Journal of Imaging Informatics in Medicine
|May 28, 2026
Summary
This study integrates uncertainty quantification into SwinIR super-resolution for mammography, enhancing model transparency. Uncertainty maps reveal model behavior, acting as a tool for interpretability, not correctness, in phantom imaging.
Area of Science:
- Medical Imaging
- Artificial Intelligence
- Image Processing
Background:
- Deep learning models like SwinIR lack transparency, hindering clinical trust in mammography.
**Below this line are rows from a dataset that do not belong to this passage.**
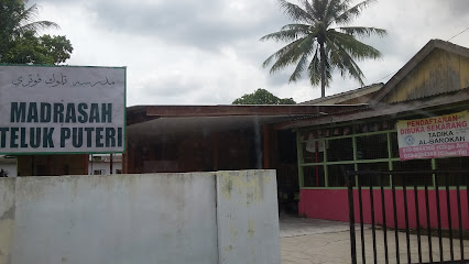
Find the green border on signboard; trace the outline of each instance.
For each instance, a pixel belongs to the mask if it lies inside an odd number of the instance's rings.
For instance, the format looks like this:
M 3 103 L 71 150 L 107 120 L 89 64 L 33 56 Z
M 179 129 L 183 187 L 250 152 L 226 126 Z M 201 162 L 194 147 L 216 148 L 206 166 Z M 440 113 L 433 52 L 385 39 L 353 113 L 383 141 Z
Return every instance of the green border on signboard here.
M 110 66 L 77 66 L 77 65 L 50 65 L 50 64 L 2 64 L 0 66 L 14 67 L 53 67 L 53 68 L 117 68 L 123 69 L 123 151 L 122 152 L 0 152 L 0 155 L 24 156 L 24 155 L 64 155 L 64 154 L 116 154 L 127 151 L 127 66 L 110 67 Z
- Uncertainty quantification is crucial for assessing the reliability of AI-driven medical imaging.
Purpose of the Study:
- To develop and evaluate a framework for integrating uncertainty quantification into the SwinIR super-resolution model for mammography.
- To address the "black box" limitation and enhance the interpretability of AI models in medical imaging.
Main Methods:
- Incorporated Monte Carlo (MC) Dropout into the SwinIR model to generate super-resolved mammography images and pixel-wise uncertainty maps.
- Evaluated the framework on a standardized mammography phantom using standard super-resolution and image enhancement tasks.
Main Results:
- The L1 SwinIR model achieved a high structural similarity index (0.982) in super-resolution, outperforming bicubic interpolation.
- Uncertainty maps demonstrated context-dependent behavior, with low uncertainty for preserved high-frequency structures and high uncertainty for sharpened features.
- Analysis revealed an overconfident rate in low-contrast regions, where low uncertainty did not always correlate with low error.
Conclusions:
- The developed framework provides a transparency tool for AI in mammography, with uncertainty reflecting model behavior rather than direct error.
- Findings suggest potential for improved interpretability in medical imaging, but further validation on clinical data is necessary.
- Publicly available source code facilitates further research and development in AI-driven medical image analysis.